3 Department of Science, Information Technology and Innovation, 41 Boggo Road, Dutton Park, QLD 4102 Australia

Abstract

Australian sugarcane cropping has low nitrogen (N) use efficiencies, largely due to a mismatch of early-season N fertiliser application and later season peak crop N demand, in combination with poor soils and wet climate.

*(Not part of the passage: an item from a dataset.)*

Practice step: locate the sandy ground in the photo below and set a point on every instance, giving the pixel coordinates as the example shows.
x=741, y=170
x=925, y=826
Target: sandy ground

To address the problem of N losses via run-off, leaching and N2O emissions, the sugarcane industry is evaluating several avenues. One approach is to improve N use efficiency (NUE) by reducing the use of vulnerable-to-loss N fertiliser, supplementing crop needs with biologically fixed N via sugarcane-legume intercropping. In an optimised system, decomposing legumes would deliver N to sugarcane, synchronised with sugarcane’s long N accumulation phase. We hypothesised that legume intercropping in combination with lower N fertiliser rates will reduce N losses (N2O emissions were quantified here) but not sugar yields. Here we report on one of several field trials with sugarcane grown as monoculture or intercropped with legumes at full N fertiliser or lowered rates (67 or 41% of full N). In the second year of implementation and compared to full N fertiliser, N2O emissions were reduced by 50 to 70% in the 67% N treatments irrespective of legume presence. Highest sugarcane biomass was achieved with full-N rate, 67% N, and 67% N + soybean intercropping. Sugarcane production was reduced in 67% N + mung bean intercropping, 41% N and zero N treatments. Sugar yield was variable but statistically similar across all treatments. These early results indicate that evaluation across different growing regions, fertiliser rates and planting times are needed to optimise sugarcane-legume intercropping systems.